Re: "Fix ATAPI transfer lengths" causes CD writing regression

From: Jeff Garzik
Date: Thu Nov 01 2007 - 05:48:41 EST


Ok, gave this a hard look.

This is basically a behavior change with regards to how we program the bcount(low) and bcount(high) registers.

Issues about FIFO draining and devices returning too-much data are ultimately tangential.

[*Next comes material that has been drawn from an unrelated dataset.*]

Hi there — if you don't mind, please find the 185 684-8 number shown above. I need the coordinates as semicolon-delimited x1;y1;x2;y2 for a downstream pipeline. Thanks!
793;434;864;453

Furthermore, this is an ATAPI PIO issue, as demonstrated by (a) Alan's patch did not change DMA lbam/lbah programming and (b) Daniel's report of the message "ata2.00: 66 bytes trailing data" which occurs in the PIO state machine.

To survey the behaviors for ATAPI PIO:

ide-cd: read/write commands, blimit = 32k
others cmds, blimit = xfer_len

old libata (pre-Alan): blimit = 8k

new libata behavior: blimit = xfer_len

thus Alan's patch was moving us CLOSER to ide-cd's behavior (if we ignore read/write commands for the moment, which are not at issue).

and the end result is that the change from old-libata to new-libata behavior broke Daniel's case, which is a device known to ignore the SCSI command CDB's allocation length field.

Additionally, let's add some background:

libata was originally written for first-gen SATA controllers (incl. first-gen SATA bridges), most notably ata_piix, the controller Daniel is using.

I chose blimit 8k because I felt that matches the maximum size of a SATA Data FIS. I felt -- this was a wild-added guess -- that setting blimit thusly would properly configure all the magic internal FIFOs and data buffers in silicon that handled these crazy ATAPI devices with random transfer lengths.

I am not drawing any conclusions yet, but I'm thinking that blimit=8k may be a better choice for SATA ATAPI.

Other comment:

* as Tejun noted in IRC, we don't have a clear idea of what triggered the HSM violation. turning on debugging printk's would help, but unfortunately that means turning them on for everything, including hard drives.